Pulling the lens back, though, all this feels symptomatic of a bigger quandary plaguing disaster cinema. On the maximalist end stands Bay’s “Armageddon”—a movie so extra, it could power a small city with its bravado. The plot’s a fever dream, the editing is caffeine incarnate, and the emotional core is delivered with the self-serious gusto of a high school drama coach. But it works—because it doesn’t care if it’s ridiculous. “Greenland 2,” conversely, feels hesitant, locked in a pessimistic cycle of avoiding silliness while never quite recapturing the lightning-in-a-bottle freshness of the first film. If disaster films are a tightrope act, too much restraint is just as risky as a full face-plant into cheese.

It’s worth wondering—maybe even out loud—what draws us back to these stories over and over. Is it the thrill of watching things fall apart on someone else’s watch, or perhaps the comfort that, no matter how bad things get, there’s always another hero with a pocket flashlight and a stubborn streak? Disaster movies have always mirrored their eras’ collective unease, but in 2025, those anxieties twist between the urge to laugh and the need to be moved. Sometimes both, in the same scene.

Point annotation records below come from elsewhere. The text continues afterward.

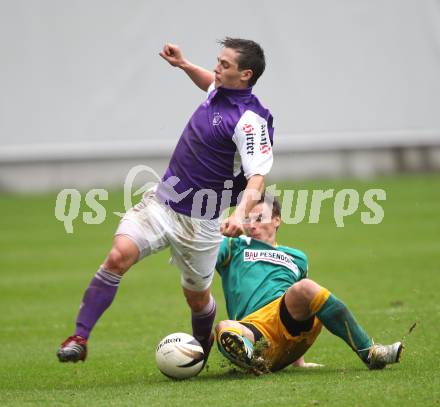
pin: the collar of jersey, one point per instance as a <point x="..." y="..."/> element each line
<point x="234" y="92"/>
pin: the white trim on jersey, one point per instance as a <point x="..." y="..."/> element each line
<point x="251" y="137"/>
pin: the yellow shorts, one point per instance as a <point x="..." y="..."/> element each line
<point x="283" y="348"/>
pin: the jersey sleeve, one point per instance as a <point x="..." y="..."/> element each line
<point x="251" y="136"/>
<point x="224" y="254"/>
<point x="210" y="89"/>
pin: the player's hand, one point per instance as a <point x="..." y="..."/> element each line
<point x="232" y="226"/>
<point x="172" y="54"/>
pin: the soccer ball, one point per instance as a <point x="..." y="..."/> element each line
<point x="179" y="356"/>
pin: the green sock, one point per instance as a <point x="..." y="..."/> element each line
<point x="338" y="319"/>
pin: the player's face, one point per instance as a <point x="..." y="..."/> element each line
<point x="261" y="225"/>
<point x="227" y="73"/>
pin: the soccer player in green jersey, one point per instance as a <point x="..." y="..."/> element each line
<point x="270" y="300"/>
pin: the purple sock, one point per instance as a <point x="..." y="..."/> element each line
<point x="97" y="298"/>
<point x="202" y="322"/>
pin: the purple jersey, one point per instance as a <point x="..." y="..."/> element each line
<point x="227" y="140"/>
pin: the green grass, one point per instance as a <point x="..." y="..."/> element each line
<point x="388" y="274"/>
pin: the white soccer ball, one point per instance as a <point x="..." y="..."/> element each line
<point x="179" y="356"/>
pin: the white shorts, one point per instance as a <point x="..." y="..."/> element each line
<point x="194" y="243"/>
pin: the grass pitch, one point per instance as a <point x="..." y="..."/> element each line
<point x="388" y="274"/>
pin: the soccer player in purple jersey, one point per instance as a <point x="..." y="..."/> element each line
<point x="222" y="155"/>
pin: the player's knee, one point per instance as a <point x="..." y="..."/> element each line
<point x="117" y="262"/>
<point x="304" y="290"/>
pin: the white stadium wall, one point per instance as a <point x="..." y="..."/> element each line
<point x="354" y="86"/>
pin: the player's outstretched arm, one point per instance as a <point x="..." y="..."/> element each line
<point x="200" y="76"/>
<point x="232" y="226"/>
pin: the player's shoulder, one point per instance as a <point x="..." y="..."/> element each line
<point x="298" y="255"/>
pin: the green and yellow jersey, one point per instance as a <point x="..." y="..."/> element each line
<point x="255" y="273"/>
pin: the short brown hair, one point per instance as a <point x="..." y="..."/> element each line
<point x="251" y="56"/>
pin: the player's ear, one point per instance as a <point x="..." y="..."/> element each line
<point x="246" y="75"/>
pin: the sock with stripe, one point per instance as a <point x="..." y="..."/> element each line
<point x="338" y="319"/>
<point x="97" y="298"/>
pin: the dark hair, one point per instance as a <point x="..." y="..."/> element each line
<point x="251" y="56"/>
<point x="270" y="200"/>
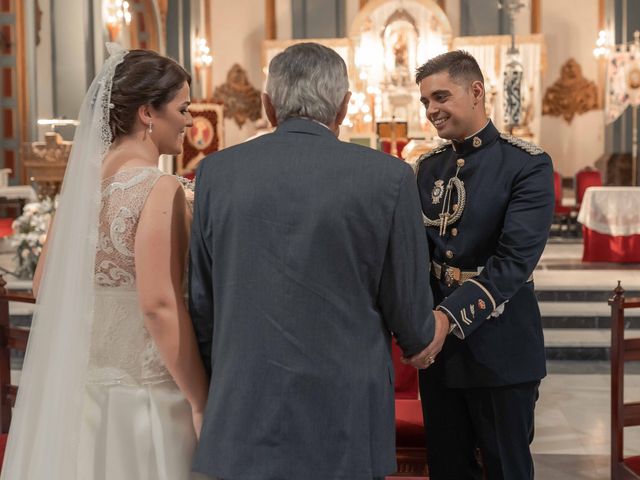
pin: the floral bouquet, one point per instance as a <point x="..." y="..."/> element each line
<point x="29" y="234"/>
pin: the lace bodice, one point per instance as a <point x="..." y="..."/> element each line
<point x="123" y="197"/>
<point x="122" y="350"/>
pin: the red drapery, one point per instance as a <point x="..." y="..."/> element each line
<point x="599" y="247"/>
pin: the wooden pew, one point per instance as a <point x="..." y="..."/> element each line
<point x="11" y="338"/>
<point x="622" y="414"/>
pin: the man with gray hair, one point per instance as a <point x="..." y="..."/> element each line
<point x="306" y="253"/>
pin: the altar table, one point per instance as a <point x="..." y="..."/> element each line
<point x="610" y="218"/>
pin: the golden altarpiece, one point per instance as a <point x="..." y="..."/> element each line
<point x="387" y="40"/>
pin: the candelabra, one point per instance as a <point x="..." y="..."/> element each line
<point x="513" y="72"/>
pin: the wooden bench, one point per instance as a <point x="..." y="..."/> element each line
<point x="622" y="414"/>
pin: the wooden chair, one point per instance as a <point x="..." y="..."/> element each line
<point x="411" y="452"/>
<point x="622" y="414"/>
<point x="11" y="338"/>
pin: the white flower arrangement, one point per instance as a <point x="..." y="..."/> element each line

In the end, as sure as the next Butler vehicle will roll down the pipeline, the appetite for cinematic apocalypse never truly dims. Hollywood keeps spinning the dial between gritty realism and delicious absurdity—and somewhere, a bowl of popcorn is quietly, unpretentiously waiting. As long as the credits keep rolling, there’ll be a Gerard Butler-shaped blur running across the screen, saving one world after another, even if it’s just from a mediocre sequel.